The fourth program Cinema Inside Out is curated by Karel Doing, film-maker and co-founder of Studio één, a workshop dedicated to the production of experimental cinema. Karel Doing’s film poems come together in a rhythmically layered amalgam of ordinary images of reality, fragments of personal documentary, found footage and visual music, as well as site-specific installation projects and expanded cinema performances in collaboration with film-maker friends, performers, dancers and musicians (he did the performance Four Eyes for the Independent Film Show 6th edition with Pierre Bastien). The Cinema Inside Out program focuses on the relationship between cinema or the art of the imagination and architecture or the art of the real, interrelated by music as a vehicle of communication between the two, and examines imaginary metropolises like New Babylon in the docu-video by Maartje Seyferth & Victor Nieuwenhuys, and the futuristic city of László Moholy-Nagy in 1936 rebuilt and filmed by Graham Ellard & Stephen Johnstone; a metal stair converted into rhythmic sounds by Guy Sherwin, the imaginary space drawn from the animation of b/w photographs hand painted by Karin Wiertz & Jacques Verbeek, the fluid movement of space and time in the structural film by Andras Hamelberg, and the real cities such as the Paris of 1923 – ‘25 in the film by Henri Chomette, and New York Grand Central Station by Jeff Scher.

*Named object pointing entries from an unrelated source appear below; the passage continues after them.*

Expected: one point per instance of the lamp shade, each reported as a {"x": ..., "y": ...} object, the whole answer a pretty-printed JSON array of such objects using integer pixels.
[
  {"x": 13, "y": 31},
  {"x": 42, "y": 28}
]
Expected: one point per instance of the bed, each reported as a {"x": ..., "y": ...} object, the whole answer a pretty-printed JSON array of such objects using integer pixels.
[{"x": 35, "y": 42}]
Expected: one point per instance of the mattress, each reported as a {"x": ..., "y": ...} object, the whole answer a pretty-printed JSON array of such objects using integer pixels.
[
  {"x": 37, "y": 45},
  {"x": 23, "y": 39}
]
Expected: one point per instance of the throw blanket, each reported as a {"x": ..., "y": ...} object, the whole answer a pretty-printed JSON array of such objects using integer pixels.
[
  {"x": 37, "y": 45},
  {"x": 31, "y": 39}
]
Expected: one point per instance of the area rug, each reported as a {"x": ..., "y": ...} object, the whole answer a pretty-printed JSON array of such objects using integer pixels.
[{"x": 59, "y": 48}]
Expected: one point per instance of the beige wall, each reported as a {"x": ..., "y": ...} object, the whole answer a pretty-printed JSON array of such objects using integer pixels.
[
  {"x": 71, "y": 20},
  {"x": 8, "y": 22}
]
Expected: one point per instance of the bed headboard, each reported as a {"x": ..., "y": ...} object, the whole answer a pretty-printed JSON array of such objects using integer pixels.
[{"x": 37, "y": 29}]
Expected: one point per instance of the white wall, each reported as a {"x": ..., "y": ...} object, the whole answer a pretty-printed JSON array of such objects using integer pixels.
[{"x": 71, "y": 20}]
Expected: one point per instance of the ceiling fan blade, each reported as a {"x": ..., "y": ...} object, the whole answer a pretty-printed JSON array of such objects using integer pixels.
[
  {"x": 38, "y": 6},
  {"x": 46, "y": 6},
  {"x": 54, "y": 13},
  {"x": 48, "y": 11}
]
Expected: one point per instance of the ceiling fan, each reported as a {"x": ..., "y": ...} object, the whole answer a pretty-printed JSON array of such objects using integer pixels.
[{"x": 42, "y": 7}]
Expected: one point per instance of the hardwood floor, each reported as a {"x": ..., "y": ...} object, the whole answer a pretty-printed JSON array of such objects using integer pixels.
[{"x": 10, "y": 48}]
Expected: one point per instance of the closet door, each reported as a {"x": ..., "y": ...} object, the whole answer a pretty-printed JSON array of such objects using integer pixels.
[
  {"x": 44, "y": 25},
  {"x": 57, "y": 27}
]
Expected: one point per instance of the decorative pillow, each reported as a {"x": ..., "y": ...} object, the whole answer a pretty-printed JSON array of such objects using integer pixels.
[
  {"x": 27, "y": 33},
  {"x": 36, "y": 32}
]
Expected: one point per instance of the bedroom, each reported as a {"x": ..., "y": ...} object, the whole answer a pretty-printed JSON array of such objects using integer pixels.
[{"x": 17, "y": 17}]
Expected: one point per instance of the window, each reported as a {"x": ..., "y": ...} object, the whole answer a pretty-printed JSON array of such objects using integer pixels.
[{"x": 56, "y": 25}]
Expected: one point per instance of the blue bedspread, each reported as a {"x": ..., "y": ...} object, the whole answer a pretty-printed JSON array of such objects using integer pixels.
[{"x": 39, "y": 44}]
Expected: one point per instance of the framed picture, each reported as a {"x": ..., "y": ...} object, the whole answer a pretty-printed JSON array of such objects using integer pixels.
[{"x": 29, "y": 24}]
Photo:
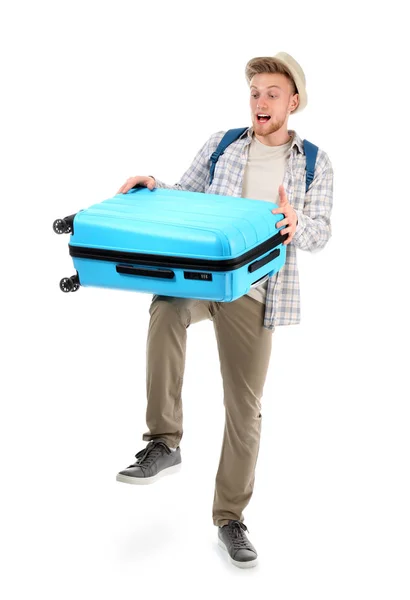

Karel Doing has built a number of ‘optical toys’ to create a hypnotic environment in which he plunges the viewer, and Michal Osowski has developed an audio feedback control system software which works by moving microphones in front of the loudspeakers. This interactive creation uses a simple technology, like audio-visual feedback, to expand in a dynamic and pulsating architecture seemingly insignificant objects, and through projections and sounds evoke a fragile and complex world. DARKLOUPE is an installation-performance in continuous evolution, inspired by the ideas of Constant Nieuwenhuys, creator of the utopian city New Babylon, where human beings are free from physical work and can concentrate on play and creation (homo ludens). Between the two artists and their observers, a multifaceted combinatorial game of sound and image takes place, created live and not pre-made, which refracts myriads of sound and light waves in the performance space.
Furthermore, the award of the les Frères Lumière Prize to video-maker Inal Sherip, a prize set up by the European Academy of Arts, an organization involved in the promotion of artists resident in Belgium, highlights the fundamental role of the Independent Film Show as a platform active in the presentation and discussion with the authors of today’s experimental cinema.
These experimental films and videos belong to border lands, outside the established orbits. The interest of each independent film/video-maker is dedicated to those phenomena which have not yet found its ultimate expression, those unstable states that cannot be classified, and that is why it is so complicate to present them, to find the appropriate terms to define them.